Opal, at Peters & Associates, puts a premium on how open his IT vendors are about things like product development road maps and channel program changes. "I need to know where I stand as a partner with my vendors," he said. "The relationship is key. It's not the transaction." That honesty is critical, Opal said, "because I need to be honest with my customers."

Opal gives Microsoft good grades in this area. Not surprising, perhaps, given that improving partner communications around product development plans was one of the areas Microsoft has concentrated on improving in the past year, according to Gavriella Schuster, general manager of Microsoft's worldwide partner group, in an interview.

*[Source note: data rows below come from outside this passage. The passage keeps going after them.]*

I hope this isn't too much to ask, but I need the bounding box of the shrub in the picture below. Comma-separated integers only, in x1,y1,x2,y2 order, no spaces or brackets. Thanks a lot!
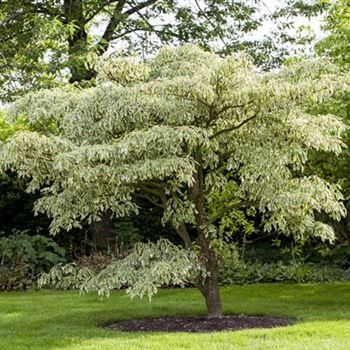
220,260,350,285
0,263,32,291
0,230,66,290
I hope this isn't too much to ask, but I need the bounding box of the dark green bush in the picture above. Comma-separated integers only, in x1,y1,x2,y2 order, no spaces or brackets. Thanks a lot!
0,230,66,290
311,243,350,269
220,260,350,285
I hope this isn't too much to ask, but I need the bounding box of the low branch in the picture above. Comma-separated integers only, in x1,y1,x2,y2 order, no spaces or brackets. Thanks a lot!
174,223,192,248
139,181,165,189
139,185,164,196
134,193,164,209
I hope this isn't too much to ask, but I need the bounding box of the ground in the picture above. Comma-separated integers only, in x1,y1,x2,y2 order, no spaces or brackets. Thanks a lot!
0,284,349,350
106,314,291,332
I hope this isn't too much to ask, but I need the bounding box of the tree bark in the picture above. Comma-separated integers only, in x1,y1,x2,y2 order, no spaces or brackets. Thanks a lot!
63,0,95,83
199,268,223,318
90,210,116,251
196,234,223,318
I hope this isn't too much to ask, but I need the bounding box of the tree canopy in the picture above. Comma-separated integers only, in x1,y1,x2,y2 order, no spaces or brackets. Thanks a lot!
317,0,350,69
1,45,348,316
0,0,322,101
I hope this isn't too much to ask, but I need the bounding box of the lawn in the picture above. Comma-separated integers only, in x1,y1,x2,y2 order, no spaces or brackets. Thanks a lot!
0,284,349,350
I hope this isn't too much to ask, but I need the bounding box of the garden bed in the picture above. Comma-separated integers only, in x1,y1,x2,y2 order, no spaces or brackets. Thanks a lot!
104,315,292,333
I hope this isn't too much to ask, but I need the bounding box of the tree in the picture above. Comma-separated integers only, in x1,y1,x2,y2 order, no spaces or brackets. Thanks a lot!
316,0,350,70
0,0,324,101
1,45,347,317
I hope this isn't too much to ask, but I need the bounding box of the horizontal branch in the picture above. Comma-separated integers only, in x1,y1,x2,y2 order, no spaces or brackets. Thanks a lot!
210,113,258,139
215,100,255,118
134,192,164,209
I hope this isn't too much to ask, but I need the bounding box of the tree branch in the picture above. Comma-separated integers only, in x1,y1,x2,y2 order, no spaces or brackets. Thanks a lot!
210,113,258,139
96,0,127,54
96,0,159,55
156,187,193,248
0,10,23,27
124,0,159,17
134,192,164,209
174,223,192,248
84,0,119,24
216,103,251,118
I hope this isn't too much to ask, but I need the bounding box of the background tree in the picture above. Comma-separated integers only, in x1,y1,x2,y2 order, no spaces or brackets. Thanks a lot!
1,45,347,317
316,0,350,70
0,0,323,101
303,0,350,243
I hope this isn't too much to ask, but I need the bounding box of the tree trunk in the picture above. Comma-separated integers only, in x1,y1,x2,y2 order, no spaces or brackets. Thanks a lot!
63,0,95,83
172,220,223,317
90,210,116,251
198,251,223,318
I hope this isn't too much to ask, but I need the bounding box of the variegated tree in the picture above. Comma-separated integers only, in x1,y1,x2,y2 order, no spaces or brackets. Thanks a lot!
1,45,347,317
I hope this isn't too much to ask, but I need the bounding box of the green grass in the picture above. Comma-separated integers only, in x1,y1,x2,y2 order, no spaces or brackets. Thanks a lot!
0,284,349,349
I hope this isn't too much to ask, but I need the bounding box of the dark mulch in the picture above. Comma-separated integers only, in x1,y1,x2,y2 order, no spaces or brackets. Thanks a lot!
104,315,292,333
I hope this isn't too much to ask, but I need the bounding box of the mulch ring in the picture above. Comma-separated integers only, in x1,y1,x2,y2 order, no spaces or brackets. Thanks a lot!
104,315,292,333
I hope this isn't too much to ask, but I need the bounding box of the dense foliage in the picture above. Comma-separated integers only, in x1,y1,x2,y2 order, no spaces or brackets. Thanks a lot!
0,0,321,101
307,0,350,242
0,0,333,260
39,239,205,298
220,261,350,285
317,0,350,70
0,114,51,233
0,230,66,290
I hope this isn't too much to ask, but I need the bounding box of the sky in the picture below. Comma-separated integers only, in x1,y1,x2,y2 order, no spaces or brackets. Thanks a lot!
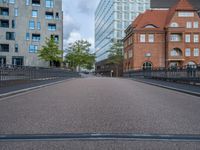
62,0,100,52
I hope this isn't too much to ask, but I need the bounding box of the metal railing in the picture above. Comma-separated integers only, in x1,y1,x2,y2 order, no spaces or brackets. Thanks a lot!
0,65,80,88
124,65,200,83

Schuster acknowledged that starting a few years ago Microsoft "got tighter with our disclosure policies" and wasn't as forthcoming with partners about product road maps. That's been changing in the last 12 to 18 months, she said, with the company disclosing more about "what we are investing in from a technology perspective [and the company's] innovation road map."

The Partner Program Guide statistics also show how prevalent cloud computing has become. Asked to identify their market segment specializations, 55 percent of IT vendors said they sell cloud applications and software -- the single largest technology category. Thirty-nine percent cite cloud security, 38 percent cloud infrastructure, 36 percent cloud security and 36 percent cloud storage (multiple answers were allowed).
Seventy percent of IT vendors applying for the Partner Program Guide said their products are used to enable off-premise cloud systems. In a sign of how cloud computing is changing the channel, 59 percent said their products are sold as a cloud service where the vendor is the service provider.

"It's a given that cloud is the new reality," said Craig West, channel sales vice president at cloud application provider NetSuite.

In the earlier years of cloud computing, NetSuite focused on providing its channel partners with pre-sales technical capabilities as part of its effort to help solution providers counter the fear, uncertainty and doubt sown by competitors, West said in an interview. With cloud computing now much further along the adoption curve, NetSuite today is putting more emphasis on helping partners develop deeper professional services and solutions consulting skills -- critical for holding onto customers in a subscription/service world.

Meanwhile, last fall Microsoft introduced new Azure and Office 365 cloud competency certifications for partners and for its Dynamics CRM Online in February. The company is also piloting a new Cloud Solution Provider program through which ISV and MSP partners can add their own intellectual property to Microsoft cloud services, Schuster said.

Several solution provider executives noted the increasing need to add their own intellectual property to vendor-supplied technology to differentiate themselves in the marketplace. "That is something a vendor can help us do," Wyllie said. As an example, he pointed to Flagship Solution Group's "Smarter Stadium Solution" management system the company developed with IBM based on that vendor's Intelligent Operations Center.

Microsoft in the past year has also offered partners what Schuster called "guidance on how to rethink your organization" as solution providers transition to a services-based business. The company, for example, now offers "profitability workshops" for partners moving to a recurring revenue model.

While the nascent Internet of Things market is in its early stages, Cisco in the past year has launched IoT specializations for its channel partners, said Steve Benvenuto, senior director of business development in Cisco's worldwide partner programs. Those include specializations in IoT in manufacturing and in safety/security verticals. The company has even written an "IoT Playbook" that provides go-to-market advice for partners, Benvenuto said.

Opal also said he's increasingly looking to his vendor partners for guidance as buying authority within client businesses shifts from IT to other line-of-business executives such as finance and marketing executives. "The more I know," Opal said, "the faster I can change."